Brian Behlendorf, CTO at CollabNet, says that existing licenses could cover hardware. “While I can see ‘source code’ in the language of many OSI licenses, I never took that to mean that the licenses could only be applied to software. Software in source code form may have been the context in which these licenses are described and considered, but a GPL-licensed collection of source code, documentation, UML diagrams, paper napkin sketches, and audio recordings of the developers’ favorite original jokes, are all still GPL-licensed.”

Hicks says that some of the existing licenses “include language that refers explicitly to software or the ability to replace components at run time, which makes them either less useful or more open to interpretation when applied to hardware.”

He does say that “depending on the goals of a project, MIT, BSD, GPL, Eclipse Public License, or CDDL would be usable.

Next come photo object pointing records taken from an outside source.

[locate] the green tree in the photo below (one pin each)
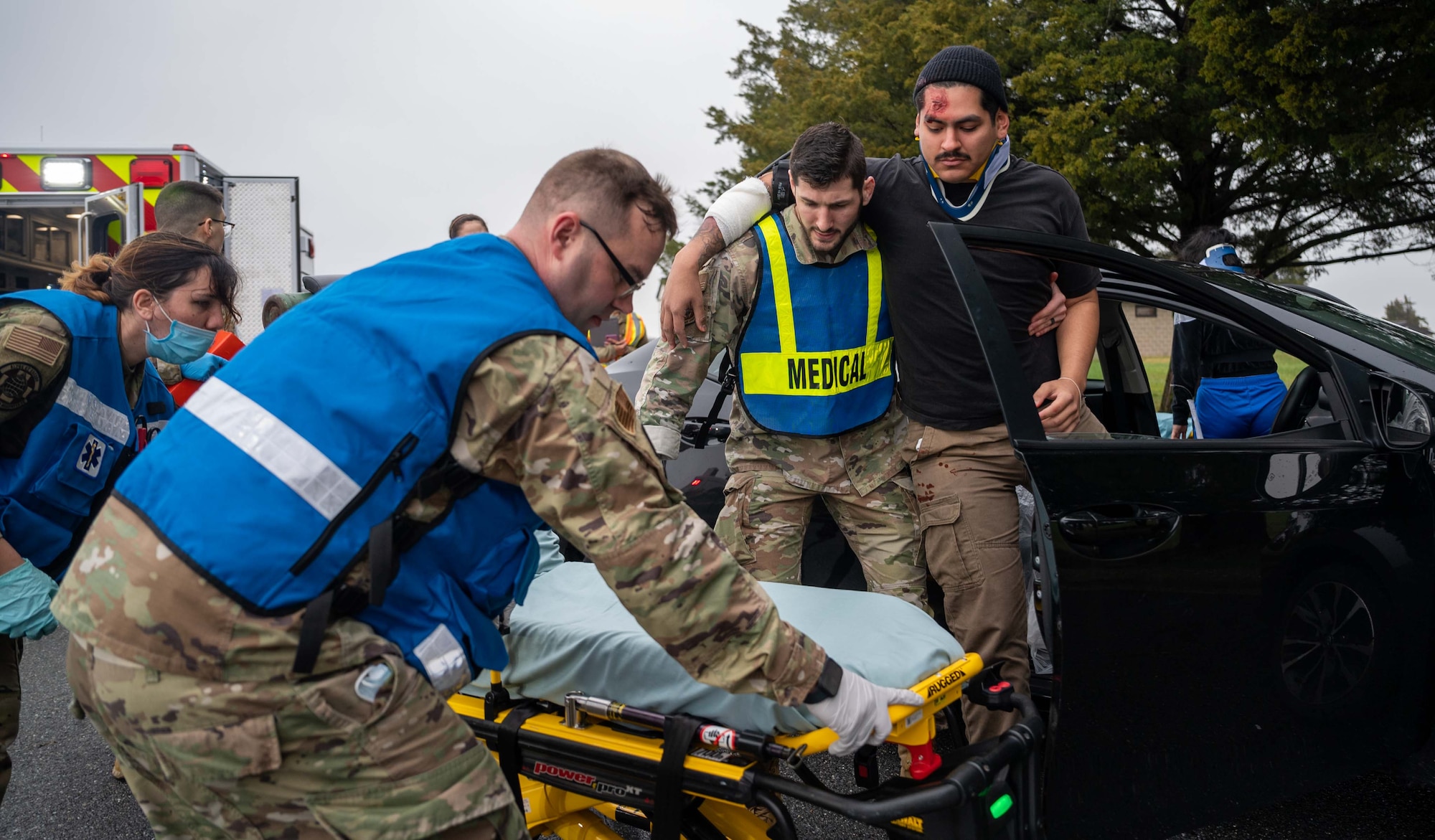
(1305, 125)
(1403, 311)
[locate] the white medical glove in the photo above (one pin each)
(859, 713)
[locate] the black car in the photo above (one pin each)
(1231, 621)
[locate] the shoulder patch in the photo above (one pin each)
(35, 343)
(19, 382)
(624, 410)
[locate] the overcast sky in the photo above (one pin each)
(397, 116)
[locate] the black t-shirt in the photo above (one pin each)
(944, 379)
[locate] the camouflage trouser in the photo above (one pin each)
(766, 518)
(293, 759)
(9, 704)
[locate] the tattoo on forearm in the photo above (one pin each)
(708, 240)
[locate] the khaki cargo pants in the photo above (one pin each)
(764, 524)
(295, 759)
(971, 529)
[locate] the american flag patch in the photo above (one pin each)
(35, 343)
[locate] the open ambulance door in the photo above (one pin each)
(1167, 567)
(263, 244)
(111, 220)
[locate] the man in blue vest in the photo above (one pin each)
(799, 306)
(272, 608)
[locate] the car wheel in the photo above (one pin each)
(1338, 643)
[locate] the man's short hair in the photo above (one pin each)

LGPL requires that a user be able to replace the open source components at runtime with new versions, so it would seem to me not to be usable for hardware.”

However, none of the licenses Hicks deems suitable for hardware meet all the goals of contributors to his project. “CDDL and EPL would fit our needs except that at least one of the contributors, MIT, will not use a license with explicit patent grants. The Artistic License is very close to our needs, so I am proposing this Open Source Hardware license, derived from Artistic License 2.0.”

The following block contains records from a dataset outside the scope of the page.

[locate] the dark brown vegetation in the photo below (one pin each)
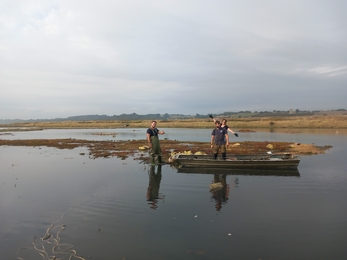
(124, 149)
(323, 121)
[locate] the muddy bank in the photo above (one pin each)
(137, 148)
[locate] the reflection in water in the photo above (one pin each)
(221, 192)
(153, 187)
(251, 172)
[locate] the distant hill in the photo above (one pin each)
(166, 116)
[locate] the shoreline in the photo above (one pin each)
(138, 150)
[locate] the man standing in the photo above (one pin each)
(153, 142)
(219, 140)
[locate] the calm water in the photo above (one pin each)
(114, 209)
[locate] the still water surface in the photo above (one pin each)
(120, 209)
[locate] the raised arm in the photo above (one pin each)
(231, 131)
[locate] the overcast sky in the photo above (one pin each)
(66, 58)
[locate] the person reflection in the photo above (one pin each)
(221, 192)
(153, 186)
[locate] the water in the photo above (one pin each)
(108, 208)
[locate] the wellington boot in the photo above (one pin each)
(153, 160)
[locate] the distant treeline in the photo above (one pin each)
(166, 116)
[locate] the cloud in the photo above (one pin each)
(60, 58)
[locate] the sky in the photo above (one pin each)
(73, 57)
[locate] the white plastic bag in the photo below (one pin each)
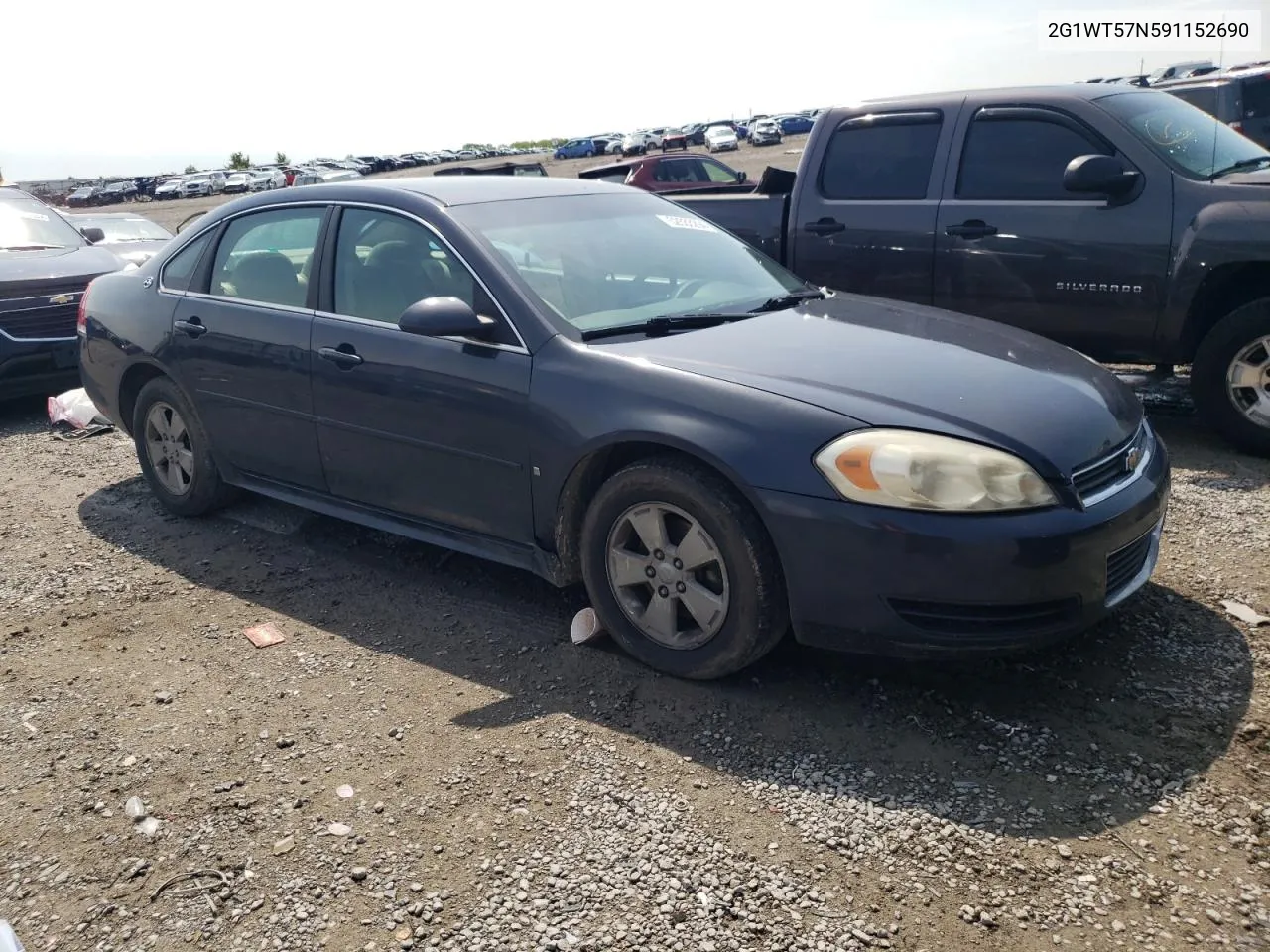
(75, 408)
(8, 941)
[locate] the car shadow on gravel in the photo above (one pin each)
(1065, 743)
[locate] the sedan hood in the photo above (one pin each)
(21, 270)
(888, 363)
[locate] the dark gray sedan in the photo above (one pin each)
(594, 385)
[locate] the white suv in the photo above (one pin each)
(203, 182)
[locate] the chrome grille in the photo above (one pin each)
(1105, 476)
(35, 315)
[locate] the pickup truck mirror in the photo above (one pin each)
(444, 317)
(1098, 175)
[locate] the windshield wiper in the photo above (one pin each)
(790, 299)
(661, 326)
(1239, 166)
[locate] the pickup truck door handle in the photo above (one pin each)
(344, 356)
(825, 226)
(971, 229)
(191, 327)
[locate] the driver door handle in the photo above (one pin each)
(973, 229)
(825, 226)
(344, 356)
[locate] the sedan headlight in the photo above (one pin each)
(911, 470)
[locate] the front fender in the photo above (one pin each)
(584, 409)
(1219, 236)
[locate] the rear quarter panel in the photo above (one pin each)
(128, 322)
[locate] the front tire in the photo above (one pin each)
(176, 452)
(1230, 377)
(681, 570)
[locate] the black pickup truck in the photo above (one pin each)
(1119, 221)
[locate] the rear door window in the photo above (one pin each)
(880, 160)
(1201, 96)
(1020, 159)
(1256, 99)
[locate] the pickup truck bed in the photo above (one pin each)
(1119, 221)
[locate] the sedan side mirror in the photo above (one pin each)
(1098, 175)
(444, 317)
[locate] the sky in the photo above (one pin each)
(96, 89)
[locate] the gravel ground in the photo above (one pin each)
(429, 762)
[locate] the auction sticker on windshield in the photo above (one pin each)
(676, 221)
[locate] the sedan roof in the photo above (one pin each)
(453, 190)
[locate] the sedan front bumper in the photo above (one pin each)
(912, 584)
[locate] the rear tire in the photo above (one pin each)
(1230, 377)
(176, 452)
(731, 570)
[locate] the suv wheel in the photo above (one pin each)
(1230, 377)
(681, 571)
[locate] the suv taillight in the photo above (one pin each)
(81, 321)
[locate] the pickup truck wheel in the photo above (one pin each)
(681, 571)
(1230, 377)
(175, 451)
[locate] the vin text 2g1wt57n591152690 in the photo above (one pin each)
(1119, 221)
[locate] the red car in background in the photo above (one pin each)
(671, 173)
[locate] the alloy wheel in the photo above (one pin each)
(668, 575)
(168, 447)
(1247, 381)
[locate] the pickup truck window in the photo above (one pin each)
(880, 162)
(1192, 141)
(680, 171)
(1020, 159)
(1256, 99)
(1201, 96)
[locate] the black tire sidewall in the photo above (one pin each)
(756, 613)
(1209, 368)
(207, 492)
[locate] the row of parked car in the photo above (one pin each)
(1237, 95)
(716, 136)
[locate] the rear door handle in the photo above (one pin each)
(825, 226)
(344, 356)
(973, 229)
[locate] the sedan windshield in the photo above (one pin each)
(1191, 140)
(31, 225)
(606, 261)
(125, 229)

Does it do any good for hardware to be open?

Assuming the OSI approves Hicks’ license, or one like it, is it likely to get much use, and is open hardware going to take the world by storm? Obviously, most people don’t have ready access to a fabrication facility to get chips made or the expertise to tweak chip designs on their own — so how useful is it for hardware designs to be open source?

Sun is one of the few companies to actually have hardware licensed under an open source license, and to have had others take advantage of the openness of the hardware. Sun released the designs for its UltraSPARC T1 chip, codenamed Niagara, in 2006.

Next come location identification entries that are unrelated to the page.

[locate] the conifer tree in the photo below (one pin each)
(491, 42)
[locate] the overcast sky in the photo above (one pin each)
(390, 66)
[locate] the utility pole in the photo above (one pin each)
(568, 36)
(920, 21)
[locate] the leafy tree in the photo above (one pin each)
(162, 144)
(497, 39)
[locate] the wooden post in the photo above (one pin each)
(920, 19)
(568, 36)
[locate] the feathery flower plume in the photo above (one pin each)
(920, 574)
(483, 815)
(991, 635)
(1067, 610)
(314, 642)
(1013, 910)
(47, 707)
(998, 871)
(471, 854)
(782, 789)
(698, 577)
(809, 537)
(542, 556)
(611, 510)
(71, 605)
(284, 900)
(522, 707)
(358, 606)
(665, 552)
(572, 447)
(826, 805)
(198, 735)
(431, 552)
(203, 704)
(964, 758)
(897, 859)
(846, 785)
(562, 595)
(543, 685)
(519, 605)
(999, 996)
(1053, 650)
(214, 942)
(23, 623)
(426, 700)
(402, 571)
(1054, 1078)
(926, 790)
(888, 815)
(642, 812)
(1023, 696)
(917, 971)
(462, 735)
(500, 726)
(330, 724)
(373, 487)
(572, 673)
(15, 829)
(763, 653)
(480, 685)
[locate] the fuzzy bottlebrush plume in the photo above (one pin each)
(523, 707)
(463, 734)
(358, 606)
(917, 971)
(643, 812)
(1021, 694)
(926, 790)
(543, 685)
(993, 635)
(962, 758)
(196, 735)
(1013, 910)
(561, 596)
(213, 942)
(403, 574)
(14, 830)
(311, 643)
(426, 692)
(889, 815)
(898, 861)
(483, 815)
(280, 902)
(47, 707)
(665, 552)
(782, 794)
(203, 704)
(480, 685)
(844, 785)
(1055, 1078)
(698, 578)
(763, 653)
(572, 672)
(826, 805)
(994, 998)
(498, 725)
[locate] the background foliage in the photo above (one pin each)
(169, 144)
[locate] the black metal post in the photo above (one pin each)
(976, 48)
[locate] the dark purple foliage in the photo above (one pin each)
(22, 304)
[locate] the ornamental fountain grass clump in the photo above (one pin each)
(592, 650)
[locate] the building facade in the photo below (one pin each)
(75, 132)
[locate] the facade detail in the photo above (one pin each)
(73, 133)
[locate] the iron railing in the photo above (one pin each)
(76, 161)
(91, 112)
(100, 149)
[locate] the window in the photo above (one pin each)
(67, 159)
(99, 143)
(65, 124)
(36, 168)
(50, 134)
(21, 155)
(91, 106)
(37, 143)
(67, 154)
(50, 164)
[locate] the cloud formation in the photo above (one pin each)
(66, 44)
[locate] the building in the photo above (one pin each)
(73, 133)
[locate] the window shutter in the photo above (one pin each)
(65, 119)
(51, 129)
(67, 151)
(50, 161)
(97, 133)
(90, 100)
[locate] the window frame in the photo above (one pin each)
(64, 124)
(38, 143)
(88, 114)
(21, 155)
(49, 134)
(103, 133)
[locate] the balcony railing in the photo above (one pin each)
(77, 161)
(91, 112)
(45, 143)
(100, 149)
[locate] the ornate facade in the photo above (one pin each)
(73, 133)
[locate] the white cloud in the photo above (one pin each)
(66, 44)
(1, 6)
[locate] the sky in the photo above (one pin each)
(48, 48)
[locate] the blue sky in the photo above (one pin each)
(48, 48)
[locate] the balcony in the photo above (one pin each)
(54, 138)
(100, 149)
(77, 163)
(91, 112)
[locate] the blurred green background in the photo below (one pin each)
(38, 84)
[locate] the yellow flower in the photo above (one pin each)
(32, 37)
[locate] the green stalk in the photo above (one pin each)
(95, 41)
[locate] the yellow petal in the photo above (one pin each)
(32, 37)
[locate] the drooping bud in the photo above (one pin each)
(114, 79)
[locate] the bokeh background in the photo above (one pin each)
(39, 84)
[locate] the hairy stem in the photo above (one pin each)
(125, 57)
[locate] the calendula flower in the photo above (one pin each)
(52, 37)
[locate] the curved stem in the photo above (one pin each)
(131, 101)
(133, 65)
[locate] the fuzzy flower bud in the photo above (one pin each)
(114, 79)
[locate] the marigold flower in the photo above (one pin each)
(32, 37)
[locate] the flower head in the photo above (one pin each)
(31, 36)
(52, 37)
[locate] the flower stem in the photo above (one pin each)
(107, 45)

Phipps says that releasing the T1 designs under the GPL have actually borne fruit. “In fact, we were gambling to some degree … and I think that gamble has paid off with the creation of freedoms that haven’t existed before, and has grown the knowhow of the free software communities.”

He points out that David Miller added T1 support to the Linux kernel, and that two companies have used the design for new chips.

Phipps did note that the open collaboration process does not work quite the same way with hardware as it does with software. He says that once chip designs are finalized, they’re not likely to roll new features into the chips in production — but Sun can roll improvements from others into future generations of the UltraSPARC. “Next time we’re designing a successor chip, we will build into the next chip design knowhow we have gained by looking at what others have done in the community.”

Hicks also acknowledges that “the closer to hardware designs you get, the fewer contributors you will find. I have worked with open source projects from the scripting level down through libraries, driver, kernel, firmware, and now hardware, and the number of people who can participate, contribute, or use the source code decreases as you go down those levels.”

Still, Hicks says that it’s possible to use open source hardware designs with field-programmable gate arrays, “which are quite affordable,” and points to OpenSPARC and the OPENCORES community of open hardware designers as examples of real-world usage of open hardware.

Phipps says that he sees open hardware following in the footsteps of FOSS, though he says mainstreaming of open hardware “will take much longer … to get a foothold.”

But, that doesn’t mean he finds the slower pace discouraging. “Yes, having a fab is really handy, but not the only way you benefit from the code. Creating vectors of freedom is always a good thing to do.”